Listen. If you call into one of these categories, I’m not trying to make you feel bad. I used to be so bad at cooking, that I went a year in an apartment and the only time I turned on the stove was to overcook some cheap spaghetti. We all have to start somewhere. That’s not what I’m getting at, here.
What I am getting at is that it’s annoying to watch people who smell like McDonalds blame a culture of scratch cooking for obesity in a day and age where nobody “has time to scratch cook.” Even in passing, in a joking manner, blaming soul food for things caused by a food environment where the quality as well as the ingredients are unquantifiable… is cruel and unfair. I’m no longer willing to scapegoat the dishes my grandmother made me, with love, that she took with her straight out of Selma, Alabama. Not gonna do it. Not gonna let anyone do it in my presence.
The same thing that could be said for Blacks and soul food, could be said for Mexicans and their cultural staples, could be said for Italians and their cultural staples. The ingredients that make up those staples have changed in this country, and has resulted in not only appropriation of their culture, but their foodways as well.

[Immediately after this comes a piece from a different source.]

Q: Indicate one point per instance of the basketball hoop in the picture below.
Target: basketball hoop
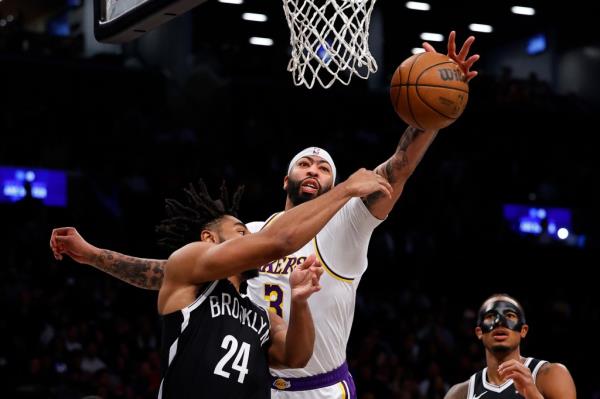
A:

And, when corporate interests take hold of the mass production of those cultural components – pasta and tortillas, anyone? – and obesity develops, who’s scapegoated? Someone’s cultural foods.
Lots of things are to blame for the sharp rises obesity and its sister symptoms – lack of knowledge of cooking, lack of access to fresh food, lack of awareness of how to prepare and store fresh food, lack of money, lack of time to cook, lack, lack, lack… but admitting that makes us feel like we’re still, collectively poor, and it feels easier to just smile and say “it’s the soul food.” Don’t do it anymore.
Honor your Meemaw’s old pot of okra – no matter how much it reminds you of boogers – and stop buying into it. But when you figure out her peach cobbler recipe – how much clove did she put in it? – then you need to e-mail that to me. Because… its peach cobbler. That’s why.